A fotografia em questão mostra familiares transportando os corpos de duas crianças mortas durante um bombardeio israelense a uma zona civil da Faixa de Gaza. É impossível ficar indiferente às expressões de dor e ódio estampadas nas faces das pessoas que transportam as crianças. É impossível ficar indiferente ao ver o futuro de duas crianças ser brutalmente interrompido, impedido de ocorrer.
Como pai, tive a dor desses familiares transferida para mim. Como pai, tremi diante da mínima possibilidade de perder um de meus filhos. Como pai, silenciei em respeito aos entes das crianças assassinadas.
O que mais me aborrece é ter a consciência de que essas vítimas viram estatística.

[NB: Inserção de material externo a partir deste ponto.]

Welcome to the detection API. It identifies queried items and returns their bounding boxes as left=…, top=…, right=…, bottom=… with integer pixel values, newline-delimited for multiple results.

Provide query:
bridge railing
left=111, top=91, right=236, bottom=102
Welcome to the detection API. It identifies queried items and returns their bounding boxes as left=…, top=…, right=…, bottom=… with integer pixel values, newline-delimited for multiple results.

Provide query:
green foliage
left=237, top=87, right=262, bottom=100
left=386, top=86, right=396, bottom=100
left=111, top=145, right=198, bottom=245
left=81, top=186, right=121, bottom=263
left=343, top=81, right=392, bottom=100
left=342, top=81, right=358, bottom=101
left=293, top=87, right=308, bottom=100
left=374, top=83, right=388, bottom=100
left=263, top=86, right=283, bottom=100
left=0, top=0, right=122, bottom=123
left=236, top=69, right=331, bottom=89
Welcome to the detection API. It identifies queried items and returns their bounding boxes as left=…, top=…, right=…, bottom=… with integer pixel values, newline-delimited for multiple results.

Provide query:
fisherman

O que me entristece ainda mais é ter a consciência de que o tempo irá apagar essa imagem, por mais premiada que seja.
Nunca entenderei como povos tão próximos como palestinos e judeus - cuja história mostra períodos de paz e colaboração - hoje travam uma guerra sem lógica. Quantos mais morrerão por água e terra? Quantos mais irão tombar em uma guerra da qual não têm sequer ciência? Os meninos acima estavam com seus pais no momento do ataque. O pai e as crianças foram mortos instantaneamente. A mãe, por uma ironia do destino, ficou gravemente ferida, mas não faleceu. Na verdade, três partes dela morreram quando sua família foi dizimada. 
Não consigo ser imparcial - volto a afirmar - quando vejo cenas como essa. Não consigo ser imparcial quando sei que há um exército extremamente bem treinado e armado que combate homens movidos pela raiva de um território invadido, de costumes burlados e de uma humilhação cada vez maior. 
Não tenho qualquer rancor quanto ao povo judeu. Respeito o sofrimento de estar espalhado pelo mundo como se não fossem dignos de ter seu próprio lar. Elevo meus pensamentos aos céus ao lembrar-me dos anos de perseguição e morte que tanto atormentaram homens, mulheres e crianças. 
Mas sempre imaginei que a dor e o sofrimento que lhes impuseram fossem servir como um lição sobre a maldade humana. Enganei-me.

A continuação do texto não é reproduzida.